L.A. Board OKs Pact, Pay Boost for Teachers
The Los Angeles school board officially approved a new contract for the city’s teachers Monday, one that brings their total pay raise to 31.5% over the last three years.
Just three years ago, teachers were bemoaning salaries that started as low as $13,700, and district officials were predicting a dire shortage of new instructors.
But since then, the state has pumped an extra $4.2 billion into the public schools. As a result, the minimum salary in Los Angeles has risen to $20,298 under the contract approved Monday. A teacher with 10 years of experience and a master’s degree will earn $37,424 this year.
Teachers at the lower end of the scale received a 6.4% increase, while those at the top will get 7.4%, with both increases retroactive to last July.
Aggressive Recruitings
Thanks to the higher salaries and what officials call “an aggressive recruiting effort,” the huge district has also been able to hire all the teachers it needs.

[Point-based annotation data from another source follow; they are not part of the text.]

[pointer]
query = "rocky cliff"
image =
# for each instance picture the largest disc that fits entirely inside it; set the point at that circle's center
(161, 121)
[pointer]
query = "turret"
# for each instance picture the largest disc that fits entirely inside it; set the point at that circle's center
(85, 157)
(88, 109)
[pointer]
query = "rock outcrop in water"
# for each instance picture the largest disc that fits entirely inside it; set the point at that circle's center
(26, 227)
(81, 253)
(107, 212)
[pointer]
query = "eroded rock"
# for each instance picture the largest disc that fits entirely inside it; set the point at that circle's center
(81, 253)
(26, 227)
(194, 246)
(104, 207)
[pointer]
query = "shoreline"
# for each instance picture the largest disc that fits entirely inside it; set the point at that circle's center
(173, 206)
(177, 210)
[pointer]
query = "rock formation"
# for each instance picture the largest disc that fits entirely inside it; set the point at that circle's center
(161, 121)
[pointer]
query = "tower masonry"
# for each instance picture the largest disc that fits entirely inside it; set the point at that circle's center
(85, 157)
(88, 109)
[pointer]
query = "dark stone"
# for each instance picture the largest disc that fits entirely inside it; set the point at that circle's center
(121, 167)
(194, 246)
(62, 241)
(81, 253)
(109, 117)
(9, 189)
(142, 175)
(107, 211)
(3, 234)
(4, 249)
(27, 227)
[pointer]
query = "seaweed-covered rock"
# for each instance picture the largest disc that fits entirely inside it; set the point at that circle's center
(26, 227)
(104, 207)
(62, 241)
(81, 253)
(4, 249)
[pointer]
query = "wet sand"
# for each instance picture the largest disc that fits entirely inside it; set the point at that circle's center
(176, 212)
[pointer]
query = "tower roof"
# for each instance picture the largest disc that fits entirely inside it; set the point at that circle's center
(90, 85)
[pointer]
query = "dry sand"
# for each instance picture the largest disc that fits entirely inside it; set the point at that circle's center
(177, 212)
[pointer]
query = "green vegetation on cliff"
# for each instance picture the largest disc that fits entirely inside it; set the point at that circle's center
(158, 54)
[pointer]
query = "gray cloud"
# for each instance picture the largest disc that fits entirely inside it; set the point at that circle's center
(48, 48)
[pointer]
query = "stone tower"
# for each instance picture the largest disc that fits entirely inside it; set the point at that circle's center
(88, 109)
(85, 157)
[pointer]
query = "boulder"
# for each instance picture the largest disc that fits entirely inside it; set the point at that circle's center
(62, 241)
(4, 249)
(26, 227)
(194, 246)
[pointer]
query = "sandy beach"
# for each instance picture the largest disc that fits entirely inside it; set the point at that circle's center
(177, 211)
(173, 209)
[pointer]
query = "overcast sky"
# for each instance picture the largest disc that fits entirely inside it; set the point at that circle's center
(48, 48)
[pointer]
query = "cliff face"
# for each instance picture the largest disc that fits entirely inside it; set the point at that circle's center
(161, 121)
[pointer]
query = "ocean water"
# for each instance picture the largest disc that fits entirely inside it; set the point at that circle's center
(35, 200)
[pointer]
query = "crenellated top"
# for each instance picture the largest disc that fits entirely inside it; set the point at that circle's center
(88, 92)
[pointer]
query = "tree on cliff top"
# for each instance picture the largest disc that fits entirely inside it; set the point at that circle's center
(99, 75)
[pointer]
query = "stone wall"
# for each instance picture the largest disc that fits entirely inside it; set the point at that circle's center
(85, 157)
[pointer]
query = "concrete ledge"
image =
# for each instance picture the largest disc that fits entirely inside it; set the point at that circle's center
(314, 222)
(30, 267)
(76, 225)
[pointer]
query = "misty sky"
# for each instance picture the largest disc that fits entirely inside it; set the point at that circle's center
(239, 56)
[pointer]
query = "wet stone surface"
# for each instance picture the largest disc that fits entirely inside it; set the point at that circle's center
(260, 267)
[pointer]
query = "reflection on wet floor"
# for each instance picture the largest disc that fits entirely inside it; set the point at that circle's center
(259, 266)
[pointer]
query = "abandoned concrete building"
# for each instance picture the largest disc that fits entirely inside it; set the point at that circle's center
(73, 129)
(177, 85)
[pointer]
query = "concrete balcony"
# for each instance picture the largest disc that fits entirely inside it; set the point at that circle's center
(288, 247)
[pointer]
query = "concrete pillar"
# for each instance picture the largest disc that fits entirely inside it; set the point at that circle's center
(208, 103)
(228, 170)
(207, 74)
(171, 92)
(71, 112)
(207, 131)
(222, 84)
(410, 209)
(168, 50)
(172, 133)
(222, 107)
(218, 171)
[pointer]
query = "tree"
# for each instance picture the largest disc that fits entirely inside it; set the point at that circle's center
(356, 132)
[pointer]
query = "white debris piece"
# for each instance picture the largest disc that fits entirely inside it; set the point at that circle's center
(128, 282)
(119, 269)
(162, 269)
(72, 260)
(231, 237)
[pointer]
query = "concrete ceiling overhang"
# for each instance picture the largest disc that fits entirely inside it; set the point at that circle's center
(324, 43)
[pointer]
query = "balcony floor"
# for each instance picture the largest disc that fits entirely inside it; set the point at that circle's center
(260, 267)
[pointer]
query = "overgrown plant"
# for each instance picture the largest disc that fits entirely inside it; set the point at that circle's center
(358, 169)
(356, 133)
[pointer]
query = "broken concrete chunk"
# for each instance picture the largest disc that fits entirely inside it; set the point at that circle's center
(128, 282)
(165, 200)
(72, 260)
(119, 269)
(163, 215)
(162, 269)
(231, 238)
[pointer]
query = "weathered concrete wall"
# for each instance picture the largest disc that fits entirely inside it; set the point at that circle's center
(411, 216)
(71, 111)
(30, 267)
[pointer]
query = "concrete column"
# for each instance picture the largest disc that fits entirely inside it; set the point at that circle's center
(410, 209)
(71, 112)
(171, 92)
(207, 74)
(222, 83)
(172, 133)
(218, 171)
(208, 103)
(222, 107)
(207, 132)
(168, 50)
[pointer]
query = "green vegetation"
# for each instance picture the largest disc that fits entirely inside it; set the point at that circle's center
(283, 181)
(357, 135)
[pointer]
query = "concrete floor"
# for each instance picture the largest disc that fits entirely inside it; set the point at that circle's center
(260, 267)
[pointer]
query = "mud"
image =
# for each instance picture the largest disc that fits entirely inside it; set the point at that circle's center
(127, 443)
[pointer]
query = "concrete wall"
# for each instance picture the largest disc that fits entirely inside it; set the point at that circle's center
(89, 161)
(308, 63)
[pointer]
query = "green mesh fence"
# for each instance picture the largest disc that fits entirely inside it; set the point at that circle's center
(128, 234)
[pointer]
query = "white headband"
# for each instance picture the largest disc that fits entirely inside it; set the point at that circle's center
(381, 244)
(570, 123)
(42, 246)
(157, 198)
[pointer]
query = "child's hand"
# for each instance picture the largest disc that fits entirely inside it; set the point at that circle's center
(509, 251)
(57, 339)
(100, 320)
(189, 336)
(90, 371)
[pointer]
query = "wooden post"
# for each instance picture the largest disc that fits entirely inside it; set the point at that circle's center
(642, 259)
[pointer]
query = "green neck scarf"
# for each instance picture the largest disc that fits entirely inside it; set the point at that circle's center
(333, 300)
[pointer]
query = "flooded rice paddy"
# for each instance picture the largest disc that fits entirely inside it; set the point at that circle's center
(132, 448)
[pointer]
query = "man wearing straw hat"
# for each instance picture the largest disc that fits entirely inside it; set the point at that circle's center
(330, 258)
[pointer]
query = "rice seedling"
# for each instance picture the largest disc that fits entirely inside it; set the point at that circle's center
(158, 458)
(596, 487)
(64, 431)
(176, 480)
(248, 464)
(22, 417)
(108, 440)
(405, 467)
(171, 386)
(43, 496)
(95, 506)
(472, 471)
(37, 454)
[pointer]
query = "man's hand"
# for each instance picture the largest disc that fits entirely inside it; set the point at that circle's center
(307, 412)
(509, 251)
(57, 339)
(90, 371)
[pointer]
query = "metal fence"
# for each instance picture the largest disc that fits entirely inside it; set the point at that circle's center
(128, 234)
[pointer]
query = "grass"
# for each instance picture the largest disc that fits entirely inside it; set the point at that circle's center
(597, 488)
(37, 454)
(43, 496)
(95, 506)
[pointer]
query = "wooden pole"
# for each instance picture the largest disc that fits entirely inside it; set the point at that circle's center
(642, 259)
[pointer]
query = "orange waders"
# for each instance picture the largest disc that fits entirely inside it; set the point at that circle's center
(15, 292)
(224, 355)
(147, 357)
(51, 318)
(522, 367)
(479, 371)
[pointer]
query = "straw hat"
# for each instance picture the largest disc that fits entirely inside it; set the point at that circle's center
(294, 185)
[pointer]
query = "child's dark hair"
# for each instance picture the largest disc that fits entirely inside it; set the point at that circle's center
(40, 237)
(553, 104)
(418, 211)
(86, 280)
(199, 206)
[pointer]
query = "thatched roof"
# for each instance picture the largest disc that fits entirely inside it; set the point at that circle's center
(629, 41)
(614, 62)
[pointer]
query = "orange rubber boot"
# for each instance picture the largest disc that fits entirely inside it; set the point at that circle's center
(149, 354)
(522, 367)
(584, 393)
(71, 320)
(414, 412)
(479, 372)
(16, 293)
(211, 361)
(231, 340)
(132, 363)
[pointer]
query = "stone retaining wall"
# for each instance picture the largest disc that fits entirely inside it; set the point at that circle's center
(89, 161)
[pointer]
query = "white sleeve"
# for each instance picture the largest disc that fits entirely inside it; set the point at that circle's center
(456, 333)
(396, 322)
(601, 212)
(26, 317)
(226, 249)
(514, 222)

“We actually over-hired in the fall,” school spokesman William Rivera said. “We have about 150 teachers in a reserve pool who are being used as substitutes.”
The district’s administrators will also get a 7.4% raise.
“We have the union to thank for that,” Rivera commented, since the pay raise for administrators is tied to the rate negotiated by the United Teachers of Los Angeles.
The increase will keep school Supt. Harry Handler the nation’s highest paid superintendent. Last year, Handler earned $113,731, the top salary among school officials, according to a national survey by the Executive Educator magazine, and the latest raise will bring his salary up to $122,147.
But despite the higher salaries, teachers are not all that happy, according to union officials.
Low Teacher Morale
“Morale is still very low among teachers,” union President Wayne Johnson said. “I think most teachers view the contract as a good one, but there’s a feeling there is too much needless paper work. We get a lot of complaints about that. And teachers also feel they have little or no say in their own profession.”
As for the $63-million contract just negotiated, Johnson said: “We would like to have had more (for salaries.) We hope the lottery money will yield something more this spring.”
The district is expecting to receive at least $25 million from lottery proceeds in February, and the teachers union says it would like some of that money paid out to its members.
However, the school board has not determined yet how it will spend its share of the gambling revenue.
Statewide, salary increases for teachers have averaged 6.6% in 1984, 9.2% in 1985 and are expected to be about 6.5% in 1986, according to the California Teachers Assn.
“We’ve done pretty well on the whole,” said Ralph Flynn, executive director of the state’s largest teachers union, although he added that Gov. George Deukmejian should not get the credit for the increased financing for education.
“What he’s done is the minimum, given the climate in the state,” Flynn said. “The state’s been in fat city for three years, and what we’ve received is the minimum possible, and that came grudgingly.”
Refuses to Meet
Deukmejian has refused to meet with officials from the state teachers union, and on Saturday, Los Angeles Mayor Tom Bradley called the governor a “political Scrooge” in a speech to the meeting of the teachers association in Burlingame.
And not all of the contracts have been settled as amiably as the one in Los Angeles, union officials noted. Teachers in Long Beach and San Diego have reached an impasse in contract talks with their school boards, while teachers in Oakland are on strike, Flynn said.
Even the Beverly Hills school district is having its problems.
“We’ve taken a strike vote, and if the school board votes to unilaterally impose a contract, we’ll walk out,” said Jacques Bernier, executive director of the Beverly Hills Education Assn.
No Offer Yet
Beverly Hills school officials say they have not offered teachers a salary increase as yet, but don’t plan to unilaterally impose a settlement, according to Joan Perlof, a district spokeswoman.
“We have traditionally granted larger than average raises and have been able to pay for it out of our reserve,” Perlof said. But since the district will run a $3-million deficit this year, she said, the teachers’ demands “were way out of line. I think now we’re ready to begin more realistic negotiations.”